Eviction ban: A ban on evicting tenants can be put in place by local councils if they feel the housing situation within their area is particularly bad. This means that landlords cannot take action against those who have breached tenancy agreements or not paid rent, etc. until this time elapses (usually around six months).

Exclusive possession: This is the right to exclusively use a part or whole of another’s property, which you are renting. For example, if you rent out certain rooms in your home, it will be necessary for both parties to make sure they have exclusive possession over these areas so that neither tenant nor landlord feels uncomfortable when using them.

House in multiple occupations (HMO): A property occupied by three or more people who are not from the same family/household. This tenancy agreement usually includes a communal area for use with cooking and living facilities shared between tenants.

Inventory: A list of any items that you own as well as their current condition, i.e., whether they’re brand new or need replacing soon (which will be essential to note if you want your deposit back at the end of your tenancy). It’s advisable to take before and after photos, so there won’t be any disputes later on about what should and shouldn’t have been included in an inventory!

Landlord license: The requirement for all landlords to be able to rent residential properties. This essentially means they are meeting all relevant legal obligations as a landlord.

Lease: A contract that grants the right to use the property for an agreed length of time for payment of rent. This can be either residential or commercial, depending on what sort of agreement is in place between you and your tenant/s!

Letting agent fees: Fees charged by estate agents when facilitating transactions through their services; these usually take the form of administration charges, holding deposits, check-in fees (for inspecting properties before contracts have been signed), tenancy renewals, etc., so it’s essential to know if this will affect your payout.

Notice period: The minimum amount of notice required from one party to another to terminate a contract.

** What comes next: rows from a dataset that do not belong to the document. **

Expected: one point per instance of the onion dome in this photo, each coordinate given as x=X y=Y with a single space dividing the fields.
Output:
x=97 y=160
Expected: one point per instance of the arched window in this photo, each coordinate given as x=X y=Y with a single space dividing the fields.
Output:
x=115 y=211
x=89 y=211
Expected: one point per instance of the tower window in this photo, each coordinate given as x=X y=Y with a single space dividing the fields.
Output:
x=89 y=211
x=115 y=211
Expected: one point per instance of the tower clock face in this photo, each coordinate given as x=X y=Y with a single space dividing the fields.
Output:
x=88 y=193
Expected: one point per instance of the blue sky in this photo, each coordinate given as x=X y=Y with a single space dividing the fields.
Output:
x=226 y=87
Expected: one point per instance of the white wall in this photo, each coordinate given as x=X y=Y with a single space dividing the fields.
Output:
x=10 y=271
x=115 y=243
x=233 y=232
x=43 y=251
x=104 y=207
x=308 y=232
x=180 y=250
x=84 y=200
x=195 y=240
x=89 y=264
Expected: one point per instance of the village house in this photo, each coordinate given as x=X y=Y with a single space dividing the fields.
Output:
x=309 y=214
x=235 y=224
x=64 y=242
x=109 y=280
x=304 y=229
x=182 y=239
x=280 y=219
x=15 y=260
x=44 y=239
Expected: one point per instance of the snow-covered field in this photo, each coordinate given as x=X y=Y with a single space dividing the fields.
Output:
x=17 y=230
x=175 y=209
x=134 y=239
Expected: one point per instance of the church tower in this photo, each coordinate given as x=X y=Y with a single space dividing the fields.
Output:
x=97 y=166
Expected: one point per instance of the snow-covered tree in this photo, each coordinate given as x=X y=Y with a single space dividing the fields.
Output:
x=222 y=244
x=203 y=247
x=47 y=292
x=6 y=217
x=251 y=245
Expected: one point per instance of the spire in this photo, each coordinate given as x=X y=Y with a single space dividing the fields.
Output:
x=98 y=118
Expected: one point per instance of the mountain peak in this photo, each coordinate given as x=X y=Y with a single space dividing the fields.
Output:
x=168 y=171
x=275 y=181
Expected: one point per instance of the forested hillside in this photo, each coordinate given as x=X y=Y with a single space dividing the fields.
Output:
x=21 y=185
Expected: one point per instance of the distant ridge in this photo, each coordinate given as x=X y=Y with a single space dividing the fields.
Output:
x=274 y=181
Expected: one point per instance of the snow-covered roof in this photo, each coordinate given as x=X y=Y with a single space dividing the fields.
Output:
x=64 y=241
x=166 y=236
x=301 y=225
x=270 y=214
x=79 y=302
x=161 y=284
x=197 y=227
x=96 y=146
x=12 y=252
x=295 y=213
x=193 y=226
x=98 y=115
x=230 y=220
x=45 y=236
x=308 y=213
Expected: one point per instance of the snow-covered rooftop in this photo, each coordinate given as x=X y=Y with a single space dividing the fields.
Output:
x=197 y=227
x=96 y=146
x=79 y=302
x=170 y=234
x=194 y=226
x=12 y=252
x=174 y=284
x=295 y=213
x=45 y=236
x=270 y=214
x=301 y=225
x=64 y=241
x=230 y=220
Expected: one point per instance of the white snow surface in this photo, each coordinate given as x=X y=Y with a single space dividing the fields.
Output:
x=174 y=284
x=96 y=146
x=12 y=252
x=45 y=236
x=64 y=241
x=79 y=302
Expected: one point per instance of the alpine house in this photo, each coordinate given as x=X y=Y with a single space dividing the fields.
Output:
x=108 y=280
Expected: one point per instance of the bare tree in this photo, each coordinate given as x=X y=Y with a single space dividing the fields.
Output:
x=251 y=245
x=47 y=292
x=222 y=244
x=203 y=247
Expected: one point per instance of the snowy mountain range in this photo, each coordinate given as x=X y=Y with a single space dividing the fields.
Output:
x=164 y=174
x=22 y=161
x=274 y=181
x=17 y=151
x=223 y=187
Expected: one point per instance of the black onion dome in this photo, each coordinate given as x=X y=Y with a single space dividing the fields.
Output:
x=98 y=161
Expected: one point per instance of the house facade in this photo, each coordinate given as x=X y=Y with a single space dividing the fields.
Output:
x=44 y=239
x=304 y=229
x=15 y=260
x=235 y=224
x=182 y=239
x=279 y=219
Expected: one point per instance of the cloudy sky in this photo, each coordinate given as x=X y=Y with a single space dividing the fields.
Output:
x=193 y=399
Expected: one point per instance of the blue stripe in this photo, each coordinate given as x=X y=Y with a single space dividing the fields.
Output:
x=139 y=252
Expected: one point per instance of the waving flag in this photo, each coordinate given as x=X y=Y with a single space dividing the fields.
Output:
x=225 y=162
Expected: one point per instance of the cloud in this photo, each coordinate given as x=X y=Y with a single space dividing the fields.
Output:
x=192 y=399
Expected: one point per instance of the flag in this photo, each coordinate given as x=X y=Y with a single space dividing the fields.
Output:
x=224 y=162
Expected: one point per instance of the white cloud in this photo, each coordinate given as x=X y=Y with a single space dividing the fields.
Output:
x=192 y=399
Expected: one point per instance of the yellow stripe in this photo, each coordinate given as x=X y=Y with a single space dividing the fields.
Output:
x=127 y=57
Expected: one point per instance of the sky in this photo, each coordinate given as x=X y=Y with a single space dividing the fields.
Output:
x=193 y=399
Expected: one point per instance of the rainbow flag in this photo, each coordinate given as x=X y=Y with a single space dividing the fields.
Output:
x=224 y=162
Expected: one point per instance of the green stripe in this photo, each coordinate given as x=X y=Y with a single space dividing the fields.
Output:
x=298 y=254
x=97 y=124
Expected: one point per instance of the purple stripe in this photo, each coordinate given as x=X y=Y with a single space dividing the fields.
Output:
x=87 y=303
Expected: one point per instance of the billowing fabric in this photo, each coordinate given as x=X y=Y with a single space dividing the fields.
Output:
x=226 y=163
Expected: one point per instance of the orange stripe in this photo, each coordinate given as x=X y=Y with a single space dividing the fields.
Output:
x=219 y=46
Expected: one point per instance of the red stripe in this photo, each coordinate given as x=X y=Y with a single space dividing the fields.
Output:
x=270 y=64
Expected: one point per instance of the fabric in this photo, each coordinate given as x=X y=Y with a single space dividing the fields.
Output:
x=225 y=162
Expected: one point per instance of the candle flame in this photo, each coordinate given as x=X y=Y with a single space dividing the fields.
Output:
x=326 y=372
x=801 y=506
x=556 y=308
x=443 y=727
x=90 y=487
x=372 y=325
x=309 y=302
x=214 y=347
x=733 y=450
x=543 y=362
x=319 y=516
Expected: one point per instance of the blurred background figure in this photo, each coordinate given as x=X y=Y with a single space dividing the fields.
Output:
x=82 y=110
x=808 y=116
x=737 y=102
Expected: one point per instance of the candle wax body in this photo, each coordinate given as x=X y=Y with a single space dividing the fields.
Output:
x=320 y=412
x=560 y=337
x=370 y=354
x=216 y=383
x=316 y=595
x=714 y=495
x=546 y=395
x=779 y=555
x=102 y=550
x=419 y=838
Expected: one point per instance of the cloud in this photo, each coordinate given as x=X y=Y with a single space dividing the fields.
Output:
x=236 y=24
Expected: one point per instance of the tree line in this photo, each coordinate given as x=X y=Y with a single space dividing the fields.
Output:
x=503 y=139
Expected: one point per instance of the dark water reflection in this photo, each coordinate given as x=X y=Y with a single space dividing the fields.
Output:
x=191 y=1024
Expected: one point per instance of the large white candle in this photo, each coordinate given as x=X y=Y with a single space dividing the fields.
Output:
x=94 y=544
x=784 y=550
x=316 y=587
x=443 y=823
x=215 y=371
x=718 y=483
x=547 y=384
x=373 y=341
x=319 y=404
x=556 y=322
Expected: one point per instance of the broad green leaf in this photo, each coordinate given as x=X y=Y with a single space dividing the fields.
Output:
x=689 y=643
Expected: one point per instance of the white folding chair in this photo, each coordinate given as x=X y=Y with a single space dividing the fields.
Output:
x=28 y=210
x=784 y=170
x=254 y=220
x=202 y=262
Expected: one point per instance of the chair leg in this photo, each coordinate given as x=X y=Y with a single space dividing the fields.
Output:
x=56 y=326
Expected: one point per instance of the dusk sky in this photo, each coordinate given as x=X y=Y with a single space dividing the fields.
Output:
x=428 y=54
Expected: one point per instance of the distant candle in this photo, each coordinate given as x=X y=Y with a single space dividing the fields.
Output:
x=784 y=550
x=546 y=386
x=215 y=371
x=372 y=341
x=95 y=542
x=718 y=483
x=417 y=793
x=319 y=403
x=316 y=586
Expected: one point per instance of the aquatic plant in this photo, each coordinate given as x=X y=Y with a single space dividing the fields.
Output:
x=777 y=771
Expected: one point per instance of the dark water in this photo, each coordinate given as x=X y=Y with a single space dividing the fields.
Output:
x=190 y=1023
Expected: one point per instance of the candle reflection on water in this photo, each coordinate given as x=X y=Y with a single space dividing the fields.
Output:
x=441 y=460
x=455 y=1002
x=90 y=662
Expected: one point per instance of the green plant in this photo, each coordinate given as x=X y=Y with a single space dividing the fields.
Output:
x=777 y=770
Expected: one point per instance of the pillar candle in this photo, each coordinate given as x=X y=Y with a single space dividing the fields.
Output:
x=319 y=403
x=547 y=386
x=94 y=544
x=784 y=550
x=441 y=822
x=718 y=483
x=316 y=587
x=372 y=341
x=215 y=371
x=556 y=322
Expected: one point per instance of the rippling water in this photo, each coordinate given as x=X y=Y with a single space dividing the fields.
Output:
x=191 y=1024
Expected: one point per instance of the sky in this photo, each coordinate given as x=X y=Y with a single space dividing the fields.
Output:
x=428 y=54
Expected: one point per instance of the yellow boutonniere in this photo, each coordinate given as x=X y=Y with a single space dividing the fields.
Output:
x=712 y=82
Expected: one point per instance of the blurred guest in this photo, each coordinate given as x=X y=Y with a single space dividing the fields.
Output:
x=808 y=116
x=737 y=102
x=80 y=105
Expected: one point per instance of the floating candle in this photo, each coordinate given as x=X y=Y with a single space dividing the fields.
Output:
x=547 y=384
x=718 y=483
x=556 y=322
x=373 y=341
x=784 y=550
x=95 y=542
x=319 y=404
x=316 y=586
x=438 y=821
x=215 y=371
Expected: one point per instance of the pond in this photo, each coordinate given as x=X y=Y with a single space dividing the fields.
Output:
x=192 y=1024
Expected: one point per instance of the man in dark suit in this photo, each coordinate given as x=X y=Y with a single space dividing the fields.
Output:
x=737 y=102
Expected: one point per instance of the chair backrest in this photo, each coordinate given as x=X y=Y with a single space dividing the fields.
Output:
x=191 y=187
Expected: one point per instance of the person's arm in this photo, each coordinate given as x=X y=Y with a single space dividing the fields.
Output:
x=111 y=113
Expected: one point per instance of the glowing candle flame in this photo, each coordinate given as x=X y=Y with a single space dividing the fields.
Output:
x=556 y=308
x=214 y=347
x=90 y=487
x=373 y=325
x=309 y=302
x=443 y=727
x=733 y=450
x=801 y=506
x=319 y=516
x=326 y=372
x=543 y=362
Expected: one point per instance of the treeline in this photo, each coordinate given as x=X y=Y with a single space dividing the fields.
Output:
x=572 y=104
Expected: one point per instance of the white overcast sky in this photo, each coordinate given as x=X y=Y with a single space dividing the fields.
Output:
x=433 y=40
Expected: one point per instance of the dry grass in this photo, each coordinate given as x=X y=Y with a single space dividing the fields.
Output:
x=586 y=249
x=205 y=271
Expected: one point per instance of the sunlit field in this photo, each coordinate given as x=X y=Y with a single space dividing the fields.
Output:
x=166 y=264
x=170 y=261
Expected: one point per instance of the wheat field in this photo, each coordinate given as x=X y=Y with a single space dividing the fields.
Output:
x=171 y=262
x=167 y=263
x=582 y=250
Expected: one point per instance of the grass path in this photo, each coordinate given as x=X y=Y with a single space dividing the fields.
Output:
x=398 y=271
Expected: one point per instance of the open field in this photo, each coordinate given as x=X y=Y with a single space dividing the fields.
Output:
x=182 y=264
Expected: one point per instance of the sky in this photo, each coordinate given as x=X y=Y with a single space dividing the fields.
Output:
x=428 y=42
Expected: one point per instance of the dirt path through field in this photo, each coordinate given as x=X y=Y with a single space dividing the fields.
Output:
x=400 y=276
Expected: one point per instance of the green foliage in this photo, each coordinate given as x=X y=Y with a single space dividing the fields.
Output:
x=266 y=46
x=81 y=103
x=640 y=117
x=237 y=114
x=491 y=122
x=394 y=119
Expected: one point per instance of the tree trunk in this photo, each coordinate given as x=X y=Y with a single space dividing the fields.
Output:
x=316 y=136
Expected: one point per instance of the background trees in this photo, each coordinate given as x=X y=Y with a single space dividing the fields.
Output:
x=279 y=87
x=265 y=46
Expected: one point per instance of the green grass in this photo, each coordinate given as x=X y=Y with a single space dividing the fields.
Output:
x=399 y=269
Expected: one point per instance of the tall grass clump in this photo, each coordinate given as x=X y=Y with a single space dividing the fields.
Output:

So if your tenant has given you notice, it’s essential to check the minimum period as this can vary from one month to several months.

Outgoings: These include council tax and utility bills that come with renting a property. It will be required for all tenants living at an address regardless of how many people there are under a single tenancy agreement.

Property condition report: A detailed list of anything wrong with your home, its interior, and exterior, including photos taken to back up the findings. This will be given to you by your tenants at the end of their tenancy and can also be requested during viewings.

Rent: A sum paid in exchange for using another’s property, which is usually charged daily or monthly. It may vary depending on whether it’s an unfurnished or furnished property, so check before signing any agreements!

Tenancy agreement: The legal contract between a landlord and tenant that outlines what each party should expect from one another throughout their rental term. This includes how much rent must be paid per period when it should be submitted, who is responsible for repairs/maintenance etc., so make sure you understand every term before signing anything!

Tenancy deposit: A financial sum paid by the tenant to cover any damage or general wear and tear of a property. This will be returned at the end of their tenancy unless there is something wrong with it, in which case deductions may be made.

Understand what you are signing on when renting a property. Ensure that all fees and deposits have been outlined so there are no hidden costs or anything else which might come out of left-field after moving in. This way, it’ll be clear exactly how much money is expected from both parties at all times throughout their rental term! It’s also important to understand basic legal jargon such as notice periods etc. Don’t worry about getting every detail correct. If you have trouble understanding the terms, use online resources or hire an agent to help you along.